Chipotle has hiked its menu prices by around 4% to cover the cost of rising wages. The company said in May that it would raise hourly wages for its restaurant workers to an average of $15 an hour by the end of June. “It feels like the right thing, at the right time, and it feels like the industry is now going to have to either do something similar or play some kind of catch-up,” CFO Jack Hartung said. “Otherwise you’ll just lose the staffing gain.” CEO Brian Niccol said that while the company prefers not to raise prices, the move made sense now as ingredients and labor costs rise.
Ferrari has appointed STMicroelectronics’ Benedetto Vigna as CEO as the carmaker gears up for the electric vehicle age. “We’re delighted to welcome Benedetto Vigna as our new Ferrari CEO,” said Ferrari Chairman John Elkann in a press release. “His deep understanding of the technologies driving much of the change in our industry, and his proven innovation, business-building and leadership skills, will further strengthen Ferrari and its unique store of passion and performance in the exciting era ahead.” Jefferies analyst Philippe Houchois said in a note, “The appointment is highly unexpected and, in our view, reflects the need to ‘reinvent’ Ferrari and the difficulty of securing candidates willing to take on the task.”

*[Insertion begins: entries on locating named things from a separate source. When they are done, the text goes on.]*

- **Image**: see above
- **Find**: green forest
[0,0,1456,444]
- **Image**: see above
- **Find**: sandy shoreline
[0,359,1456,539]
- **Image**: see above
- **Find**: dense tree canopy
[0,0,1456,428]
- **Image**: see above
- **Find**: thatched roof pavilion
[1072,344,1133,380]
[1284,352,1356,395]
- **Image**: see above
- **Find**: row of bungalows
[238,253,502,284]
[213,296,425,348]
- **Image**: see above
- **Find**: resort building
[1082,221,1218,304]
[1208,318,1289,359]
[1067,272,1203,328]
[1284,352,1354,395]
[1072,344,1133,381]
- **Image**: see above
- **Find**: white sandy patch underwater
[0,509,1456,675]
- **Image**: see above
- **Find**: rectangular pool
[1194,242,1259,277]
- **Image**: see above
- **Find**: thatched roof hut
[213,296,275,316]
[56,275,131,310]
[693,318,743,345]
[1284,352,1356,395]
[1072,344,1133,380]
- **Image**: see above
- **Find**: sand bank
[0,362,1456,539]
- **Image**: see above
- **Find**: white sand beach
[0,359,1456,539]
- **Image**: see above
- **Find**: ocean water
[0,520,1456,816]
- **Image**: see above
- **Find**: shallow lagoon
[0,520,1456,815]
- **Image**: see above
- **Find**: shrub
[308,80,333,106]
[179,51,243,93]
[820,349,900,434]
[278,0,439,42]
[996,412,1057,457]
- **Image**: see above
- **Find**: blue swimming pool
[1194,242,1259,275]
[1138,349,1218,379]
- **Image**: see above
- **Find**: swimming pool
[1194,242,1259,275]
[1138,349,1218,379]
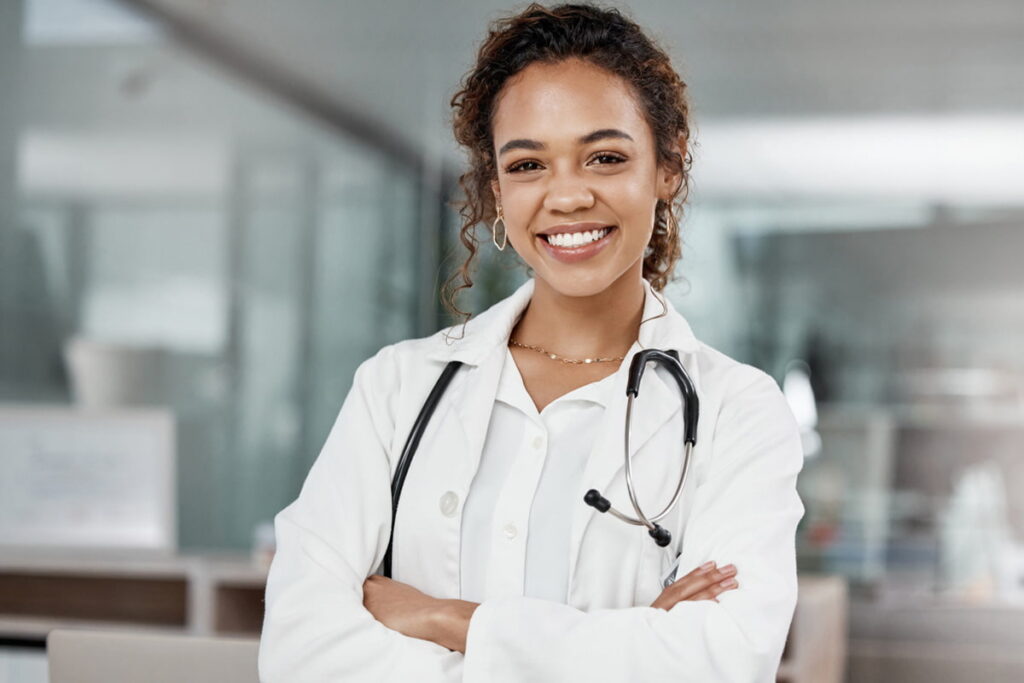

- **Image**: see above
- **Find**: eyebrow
[498,128,633,157]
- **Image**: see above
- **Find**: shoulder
[696,342,803,460]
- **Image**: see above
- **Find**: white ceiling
[125,0,1024,165]
[19,0,1024,205]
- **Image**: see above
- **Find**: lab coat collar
[429,278,699,366]
[428,279,700,585]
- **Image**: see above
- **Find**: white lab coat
[259,281,804,683]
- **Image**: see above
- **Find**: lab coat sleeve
[259,347,463,683]
[463,366,804,683]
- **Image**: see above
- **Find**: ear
[490,180,502,206]
[657,135,687,202]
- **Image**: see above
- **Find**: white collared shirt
[259,281,804,683]
[460,351,614,603]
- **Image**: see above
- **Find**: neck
[512,268,644,358]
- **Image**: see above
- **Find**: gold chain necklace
[509,338,626,366]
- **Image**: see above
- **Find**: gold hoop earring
[490,209,509,251]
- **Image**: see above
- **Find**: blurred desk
[777,575,848,683]
[0,550,266,644]
[0,552,847,683]
[849,600,1024,683]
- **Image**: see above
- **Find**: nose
[544,173,594,213]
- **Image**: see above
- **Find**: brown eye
[505,161,538,173]
[594,153,626,166]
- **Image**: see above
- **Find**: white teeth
[545,227,609,248]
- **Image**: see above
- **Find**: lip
[538,221,611,239]
[537,223,618,263]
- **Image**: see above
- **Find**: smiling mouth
[538,225,615,249]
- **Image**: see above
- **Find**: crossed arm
[362,562,738,653]
[259,347,803,683]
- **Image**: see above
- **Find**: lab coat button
[440,490,459,517]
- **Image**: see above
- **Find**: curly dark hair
[442,3,692,323]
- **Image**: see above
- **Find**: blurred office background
[0,0,1024,683]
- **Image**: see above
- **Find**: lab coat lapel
[430,279,534,489]
[569,347,682,577]
[569,280,700,584]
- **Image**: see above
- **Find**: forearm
[428,600,479,654]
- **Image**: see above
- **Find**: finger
[669,564,736,600]
[687,579,739,600]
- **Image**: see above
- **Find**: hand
[650,562,739,609]
[362,574,443,640]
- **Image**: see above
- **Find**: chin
[534,268,617,297]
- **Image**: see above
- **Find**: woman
[260,4,803,683]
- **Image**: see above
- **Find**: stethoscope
[382,348,699,578]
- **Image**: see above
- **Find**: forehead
[493,59,648,148]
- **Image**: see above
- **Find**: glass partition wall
[0,6,441,550]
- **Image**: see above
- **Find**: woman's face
[492,59,680,296]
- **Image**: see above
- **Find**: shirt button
[440,490,459,517]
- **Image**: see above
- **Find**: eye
[505,160,539,173]
[594,152,626,166]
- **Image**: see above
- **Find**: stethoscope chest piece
[583,348,700,548]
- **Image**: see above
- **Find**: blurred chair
[46,629,259,683]
[776,575,848,683]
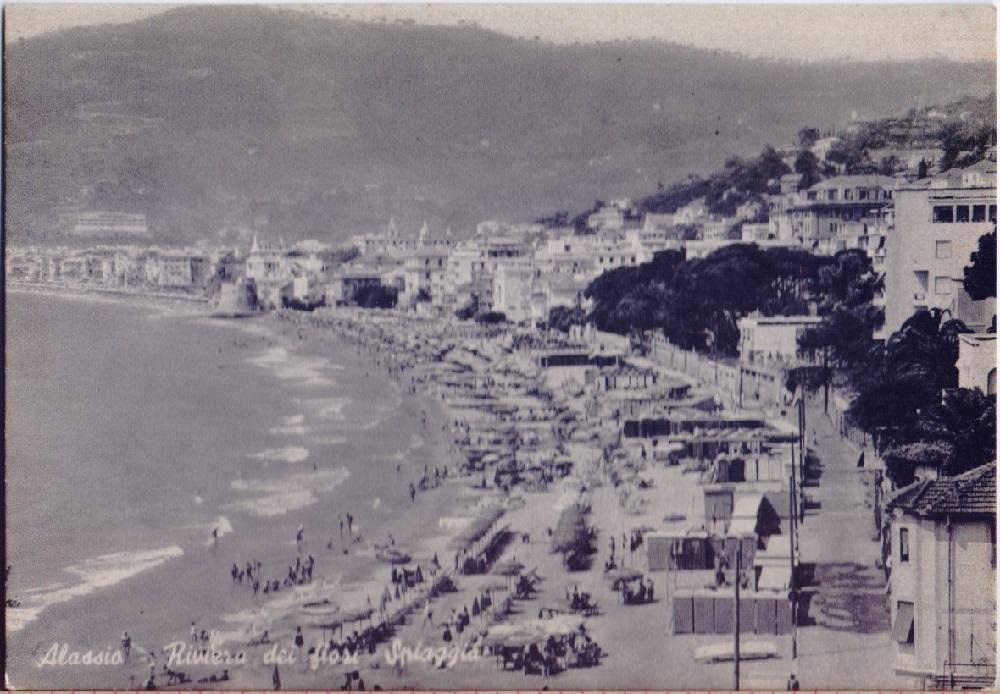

And Johnson & Johnson CEO Alex Gorsky said today that people will likely need to receive additional doses of the COVID-19 vaccines alongside the annual flu shot for the next “several years” until herd immunity is achieved on a global scale and variants are able to be kept at bay. “We could be looking at this tagging along with the flu shot, likely over the next several years,” Gorsky said. Gorsky’s comments come just a day after U.S. health officials urged Americans to get vaccinated against COVID to keep the Delta variant that was first identified in India from spreading across the country.
Stocks We’re Watching
Chinook Therapeutics Inc (NASDAQ: KDNY): Chinook Therapeutics announced yesterday the presentation of data from the ongoing phase 1/2 study of BION-1301 in patients with IgAN at the 58th European Renal Association – European Dialysis and Transplant Association Virtual Congress. “We are encouraged by the data we have generated to date for BION-1301 in patients with IgAN, including the clinically meaningful reductions in proteinuria observed, as well as safety, tolerability, PK and mechanistic biomarker responses,” said Alan Glicklich, M.D., chief medical officer of Chinook Therapeutics. “The data generated thus far have reaffirmed our belief that blocking and neutralizing APRIL in patients with IgAN plays a key role in depleting pathogenic Gd-IgA1 and reducing proteinuria, demonstrating strong rationale for BION-1301’s disease-modifying mechanism of action in IgAN.”